I've tried to get Pillow to work on AWS Lambda on x86 using Lambda Layers (I built the python dependency zip using a docker ubuntu image on my computer, and I've also tried building it on a docker Amazon Linux image), but I get errors that I don't know how to fix. The errors seem to throw on the line
from PIL import Image
The version of Pillow I've installed via lambda layer is 10.0.1 The error that I get is:
[ERROR] Runtime.ImportModuleError: Unable to import module 'lambda_function': cannot import name '_imaging' from 'PIL' (/opt/python/lib/python3.11/site-packages/PIL/__init__.py)
This error only happens for me on AWS Lambda, not on any of my local machines.
I don't import '_imaging' anywhere directly in my code, so I guess the import is happening from inside of PIL/__init__.py. (Although when I opened that file, I don't see that import statement directly in that file, either.)
I've tried following advice of a number of other stack overflow answers, including the top answer here: Python Layer Image Failing: "Unable to import module 'lambda_function': cannot import name '_imaging' from 'PIL'"
The top answer recommends:
- Use an older version of Pillow (pre 2.1.0)

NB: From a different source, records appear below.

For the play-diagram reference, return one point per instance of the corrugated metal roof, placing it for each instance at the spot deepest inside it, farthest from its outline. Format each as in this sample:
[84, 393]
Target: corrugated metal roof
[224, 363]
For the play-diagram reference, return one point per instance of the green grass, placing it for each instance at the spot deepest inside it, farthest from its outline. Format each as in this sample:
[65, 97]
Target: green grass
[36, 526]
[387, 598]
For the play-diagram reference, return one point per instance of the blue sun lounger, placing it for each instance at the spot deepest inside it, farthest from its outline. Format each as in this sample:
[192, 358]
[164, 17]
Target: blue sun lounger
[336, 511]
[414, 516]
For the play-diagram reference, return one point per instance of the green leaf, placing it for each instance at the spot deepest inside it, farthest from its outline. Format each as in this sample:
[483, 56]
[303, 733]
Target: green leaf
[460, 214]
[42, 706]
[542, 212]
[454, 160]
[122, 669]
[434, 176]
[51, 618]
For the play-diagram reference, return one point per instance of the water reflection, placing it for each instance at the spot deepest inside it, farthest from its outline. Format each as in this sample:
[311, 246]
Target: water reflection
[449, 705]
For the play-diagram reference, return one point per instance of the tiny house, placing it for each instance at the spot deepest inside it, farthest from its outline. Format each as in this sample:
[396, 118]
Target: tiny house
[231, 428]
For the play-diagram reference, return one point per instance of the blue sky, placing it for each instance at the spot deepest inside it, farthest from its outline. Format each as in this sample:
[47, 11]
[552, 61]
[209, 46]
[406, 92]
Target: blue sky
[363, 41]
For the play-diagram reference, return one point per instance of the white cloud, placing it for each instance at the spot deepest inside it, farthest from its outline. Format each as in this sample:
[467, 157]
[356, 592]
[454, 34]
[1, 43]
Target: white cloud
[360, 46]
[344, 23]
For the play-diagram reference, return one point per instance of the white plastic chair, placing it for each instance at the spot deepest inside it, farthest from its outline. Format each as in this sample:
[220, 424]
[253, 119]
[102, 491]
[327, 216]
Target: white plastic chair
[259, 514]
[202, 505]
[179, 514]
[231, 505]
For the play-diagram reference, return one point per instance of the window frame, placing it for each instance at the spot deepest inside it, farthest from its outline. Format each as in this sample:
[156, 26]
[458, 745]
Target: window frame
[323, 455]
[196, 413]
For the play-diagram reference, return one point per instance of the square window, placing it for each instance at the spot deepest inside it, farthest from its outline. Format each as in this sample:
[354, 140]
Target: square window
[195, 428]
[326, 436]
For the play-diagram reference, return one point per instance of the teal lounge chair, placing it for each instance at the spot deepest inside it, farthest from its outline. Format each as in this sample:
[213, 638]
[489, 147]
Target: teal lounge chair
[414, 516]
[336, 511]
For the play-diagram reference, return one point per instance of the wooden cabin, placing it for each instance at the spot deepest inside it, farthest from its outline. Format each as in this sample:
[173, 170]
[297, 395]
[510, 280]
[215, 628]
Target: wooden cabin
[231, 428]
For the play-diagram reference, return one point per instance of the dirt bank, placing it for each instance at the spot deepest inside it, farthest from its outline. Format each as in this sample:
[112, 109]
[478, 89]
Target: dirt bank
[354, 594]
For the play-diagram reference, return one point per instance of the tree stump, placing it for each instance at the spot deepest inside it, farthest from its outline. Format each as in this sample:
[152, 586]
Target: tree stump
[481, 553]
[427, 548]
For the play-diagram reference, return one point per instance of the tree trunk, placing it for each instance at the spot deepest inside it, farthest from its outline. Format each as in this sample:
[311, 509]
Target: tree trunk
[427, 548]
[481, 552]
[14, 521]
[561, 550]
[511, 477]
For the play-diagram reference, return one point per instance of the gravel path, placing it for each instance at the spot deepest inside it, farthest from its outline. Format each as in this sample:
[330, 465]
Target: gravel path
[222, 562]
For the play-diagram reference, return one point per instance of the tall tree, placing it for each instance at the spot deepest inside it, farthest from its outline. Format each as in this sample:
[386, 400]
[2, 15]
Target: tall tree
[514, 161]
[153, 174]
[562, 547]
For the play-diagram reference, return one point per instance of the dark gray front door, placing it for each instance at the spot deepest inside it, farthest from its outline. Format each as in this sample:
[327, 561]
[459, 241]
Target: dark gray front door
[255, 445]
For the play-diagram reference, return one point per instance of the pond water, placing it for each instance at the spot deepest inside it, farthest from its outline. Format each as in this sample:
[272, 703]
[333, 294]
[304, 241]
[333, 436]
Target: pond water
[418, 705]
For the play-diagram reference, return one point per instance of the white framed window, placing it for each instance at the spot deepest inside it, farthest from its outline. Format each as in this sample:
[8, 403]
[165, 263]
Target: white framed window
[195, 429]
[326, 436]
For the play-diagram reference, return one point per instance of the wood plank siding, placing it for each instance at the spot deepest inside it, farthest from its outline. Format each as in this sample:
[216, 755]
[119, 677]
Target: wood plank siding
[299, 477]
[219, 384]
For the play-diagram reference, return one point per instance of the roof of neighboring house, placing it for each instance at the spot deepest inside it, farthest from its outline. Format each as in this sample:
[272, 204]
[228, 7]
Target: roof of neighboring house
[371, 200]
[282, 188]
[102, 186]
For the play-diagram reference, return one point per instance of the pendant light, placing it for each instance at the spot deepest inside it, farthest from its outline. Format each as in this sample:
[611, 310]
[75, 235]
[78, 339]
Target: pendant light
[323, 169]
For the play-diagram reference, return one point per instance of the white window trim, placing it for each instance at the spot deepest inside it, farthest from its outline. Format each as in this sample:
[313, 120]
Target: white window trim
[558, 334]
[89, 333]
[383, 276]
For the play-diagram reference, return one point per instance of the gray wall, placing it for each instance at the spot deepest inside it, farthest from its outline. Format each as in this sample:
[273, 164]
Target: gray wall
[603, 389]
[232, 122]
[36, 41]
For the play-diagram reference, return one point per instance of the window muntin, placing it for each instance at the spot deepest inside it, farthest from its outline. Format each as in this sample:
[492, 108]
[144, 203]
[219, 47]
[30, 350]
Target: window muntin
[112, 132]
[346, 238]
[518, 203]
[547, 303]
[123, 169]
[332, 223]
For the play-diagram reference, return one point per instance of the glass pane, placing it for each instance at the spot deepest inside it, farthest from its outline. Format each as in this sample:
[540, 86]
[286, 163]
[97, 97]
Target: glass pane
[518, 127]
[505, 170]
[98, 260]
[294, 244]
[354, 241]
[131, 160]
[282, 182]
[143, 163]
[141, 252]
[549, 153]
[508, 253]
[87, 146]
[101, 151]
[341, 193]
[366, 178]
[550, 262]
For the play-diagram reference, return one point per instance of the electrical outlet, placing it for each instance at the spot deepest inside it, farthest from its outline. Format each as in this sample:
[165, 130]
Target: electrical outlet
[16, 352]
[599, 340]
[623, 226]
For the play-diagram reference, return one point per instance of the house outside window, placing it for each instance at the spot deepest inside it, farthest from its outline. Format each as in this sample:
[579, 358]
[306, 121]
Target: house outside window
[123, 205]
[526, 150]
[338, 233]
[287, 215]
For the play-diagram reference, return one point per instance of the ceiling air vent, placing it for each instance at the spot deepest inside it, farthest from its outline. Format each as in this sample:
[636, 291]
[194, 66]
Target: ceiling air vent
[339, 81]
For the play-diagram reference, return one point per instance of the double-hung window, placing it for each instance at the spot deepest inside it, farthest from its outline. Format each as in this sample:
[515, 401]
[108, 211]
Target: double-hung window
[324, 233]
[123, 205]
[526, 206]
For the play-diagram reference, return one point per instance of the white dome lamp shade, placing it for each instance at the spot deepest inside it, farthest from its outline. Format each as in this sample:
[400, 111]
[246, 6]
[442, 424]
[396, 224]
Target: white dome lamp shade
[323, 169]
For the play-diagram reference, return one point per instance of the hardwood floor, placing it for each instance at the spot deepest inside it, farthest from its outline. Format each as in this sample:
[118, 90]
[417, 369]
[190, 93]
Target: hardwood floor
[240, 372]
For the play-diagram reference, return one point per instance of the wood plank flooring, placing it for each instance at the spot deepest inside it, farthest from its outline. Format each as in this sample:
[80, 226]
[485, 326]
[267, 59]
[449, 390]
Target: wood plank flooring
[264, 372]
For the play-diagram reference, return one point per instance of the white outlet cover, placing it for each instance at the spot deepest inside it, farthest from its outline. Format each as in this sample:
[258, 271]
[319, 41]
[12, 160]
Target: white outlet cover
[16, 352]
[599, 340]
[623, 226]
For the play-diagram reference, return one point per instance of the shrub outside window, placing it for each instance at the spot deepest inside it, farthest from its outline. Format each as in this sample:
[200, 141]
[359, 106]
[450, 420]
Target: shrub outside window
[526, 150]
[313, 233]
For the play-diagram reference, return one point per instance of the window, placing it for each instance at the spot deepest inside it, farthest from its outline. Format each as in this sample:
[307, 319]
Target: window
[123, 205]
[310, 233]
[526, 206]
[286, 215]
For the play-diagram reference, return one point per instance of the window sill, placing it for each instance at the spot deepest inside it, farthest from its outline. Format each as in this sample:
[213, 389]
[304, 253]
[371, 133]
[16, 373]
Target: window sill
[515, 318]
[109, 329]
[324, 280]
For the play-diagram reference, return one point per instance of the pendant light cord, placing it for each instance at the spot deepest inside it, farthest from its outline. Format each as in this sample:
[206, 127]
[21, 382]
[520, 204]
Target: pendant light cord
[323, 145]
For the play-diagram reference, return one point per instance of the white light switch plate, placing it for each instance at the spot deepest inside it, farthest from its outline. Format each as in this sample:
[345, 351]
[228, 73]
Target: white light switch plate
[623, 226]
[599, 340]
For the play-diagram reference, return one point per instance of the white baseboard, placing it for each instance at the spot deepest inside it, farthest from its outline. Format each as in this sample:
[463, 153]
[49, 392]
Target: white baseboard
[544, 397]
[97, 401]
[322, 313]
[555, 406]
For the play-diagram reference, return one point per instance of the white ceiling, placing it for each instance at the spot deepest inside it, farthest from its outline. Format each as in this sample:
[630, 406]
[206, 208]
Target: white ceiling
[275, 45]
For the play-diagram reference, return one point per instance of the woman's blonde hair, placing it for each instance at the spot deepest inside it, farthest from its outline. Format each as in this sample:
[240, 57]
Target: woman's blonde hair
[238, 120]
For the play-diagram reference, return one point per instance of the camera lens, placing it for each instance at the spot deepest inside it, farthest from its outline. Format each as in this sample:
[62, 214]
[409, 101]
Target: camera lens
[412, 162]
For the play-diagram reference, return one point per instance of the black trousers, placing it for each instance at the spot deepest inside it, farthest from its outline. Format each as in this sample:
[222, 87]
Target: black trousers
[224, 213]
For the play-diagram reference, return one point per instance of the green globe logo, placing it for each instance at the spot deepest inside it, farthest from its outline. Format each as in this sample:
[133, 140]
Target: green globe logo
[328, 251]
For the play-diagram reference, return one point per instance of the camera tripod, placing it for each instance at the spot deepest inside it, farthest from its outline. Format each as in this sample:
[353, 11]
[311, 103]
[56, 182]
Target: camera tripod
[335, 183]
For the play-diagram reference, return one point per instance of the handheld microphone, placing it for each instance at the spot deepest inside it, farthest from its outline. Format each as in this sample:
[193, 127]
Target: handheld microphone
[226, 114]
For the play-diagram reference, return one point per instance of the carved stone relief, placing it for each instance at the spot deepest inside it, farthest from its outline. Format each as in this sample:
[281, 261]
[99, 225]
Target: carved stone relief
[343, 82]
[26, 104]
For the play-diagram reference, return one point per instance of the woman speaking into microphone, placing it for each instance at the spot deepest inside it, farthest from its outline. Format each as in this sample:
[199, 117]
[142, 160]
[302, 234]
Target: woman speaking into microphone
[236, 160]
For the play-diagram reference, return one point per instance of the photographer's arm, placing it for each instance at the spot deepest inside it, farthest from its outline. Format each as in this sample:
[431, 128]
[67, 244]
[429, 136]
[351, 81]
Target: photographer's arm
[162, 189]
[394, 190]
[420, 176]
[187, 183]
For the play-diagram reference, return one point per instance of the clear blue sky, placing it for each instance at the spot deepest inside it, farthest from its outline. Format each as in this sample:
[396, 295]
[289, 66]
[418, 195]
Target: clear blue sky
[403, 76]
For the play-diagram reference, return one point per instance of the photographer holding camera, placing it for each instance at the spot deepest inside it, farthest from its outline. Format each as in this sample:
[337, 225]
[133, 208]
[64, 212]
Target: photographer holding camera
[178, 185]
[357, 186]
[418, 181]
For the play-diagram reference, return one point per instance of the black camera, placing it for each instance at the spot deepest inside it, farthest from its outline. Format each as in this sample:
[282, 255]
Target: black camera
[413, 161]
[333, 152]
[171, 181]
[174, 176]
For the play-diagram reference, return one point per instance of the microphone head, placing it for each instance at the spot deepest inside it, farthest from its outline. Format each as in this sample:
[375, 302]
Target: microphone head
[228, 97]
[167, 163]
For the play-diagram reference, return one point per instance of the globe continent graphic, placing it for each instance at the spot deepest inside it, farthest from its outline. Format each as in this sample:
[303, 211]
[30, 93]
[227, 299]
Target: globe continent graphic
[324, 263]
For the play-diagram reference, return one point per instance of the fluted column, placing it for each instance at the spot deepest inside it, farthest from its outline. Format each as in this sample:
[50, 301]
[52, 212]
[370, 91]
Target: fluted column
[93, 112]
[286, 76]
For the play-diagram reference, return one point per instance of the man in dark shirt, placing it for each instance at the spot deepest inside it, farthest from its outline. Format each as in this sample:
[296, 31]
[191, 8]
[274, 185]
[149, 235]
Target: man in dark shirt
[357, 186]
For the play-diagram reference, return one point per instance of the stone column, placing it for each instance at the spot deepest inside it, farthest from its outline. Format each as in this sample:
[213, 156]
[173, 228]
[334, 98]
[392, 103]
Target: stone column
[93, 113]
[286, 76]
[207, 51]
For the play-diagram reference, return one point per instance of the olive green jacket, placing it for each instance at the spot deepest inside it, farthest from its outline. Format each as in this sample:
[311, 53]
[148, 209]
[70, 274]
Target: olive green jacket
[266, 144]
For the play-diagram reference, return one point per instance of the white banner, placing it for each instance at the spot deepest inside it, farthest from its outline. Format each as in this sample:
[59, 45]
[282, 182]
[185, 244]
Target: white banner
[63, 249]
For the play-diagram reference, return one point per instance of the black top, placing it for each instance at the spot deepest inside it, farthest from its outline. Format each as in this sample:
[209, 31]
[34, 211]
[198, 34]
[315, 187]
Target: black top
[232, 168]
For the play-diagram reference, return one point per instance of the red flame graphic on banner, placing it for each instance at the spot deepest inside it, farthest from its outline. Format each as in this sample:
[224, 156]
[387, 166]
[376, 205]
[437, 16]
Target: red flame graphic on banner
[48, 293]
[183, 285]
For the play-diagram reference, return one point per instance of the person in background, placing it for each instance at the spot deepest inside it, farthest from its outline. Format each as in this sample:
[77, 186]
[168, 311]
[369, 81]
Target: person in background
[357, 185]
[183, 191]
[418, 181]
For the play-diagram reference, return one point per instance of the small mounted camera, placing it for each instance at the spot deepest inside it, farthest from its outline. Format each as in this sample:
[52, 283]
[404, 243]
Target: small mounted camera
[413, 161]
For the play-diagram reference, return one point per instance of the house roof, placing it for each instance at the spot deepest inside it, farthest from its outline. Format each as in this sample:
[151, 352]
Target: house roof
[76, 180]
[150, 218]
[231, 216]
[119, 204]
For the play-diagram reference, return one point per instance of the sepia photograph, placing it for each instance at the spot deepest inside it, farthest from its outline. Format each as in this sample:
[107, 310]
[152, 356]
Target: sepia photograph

- Find where you are importing _imaging and replace it with the updated from PIL.Image import core as _imaging
- Update to the current version of Pillow
When I tried using an older version of Pillow (2.0.0), I ended up getting the following error instead:
Unable to import module 'lambda_function': The _imaging C module is not installed"
When I tried looking for where _imaging is getting imported, I was unable to find it (as described above).
And I'm already at the current version of Pillow, so I can't update it.
Please help me figure out what's going wrong! Or if you have an alternative suggestion for a way for me to convert jfif to jpeg, please let me know. I tried imageio, but I'm running into errors on lambda regarding imageio's dependency on numpy.
Thanks!
I ended up solving this in an indirect way. I didn't get the library working on default lambda, but I ended up building a docker container with my code and all my dependencies, and ran it on lambda via ECR. So now my whole code is in a container, not just the layer with dependencies.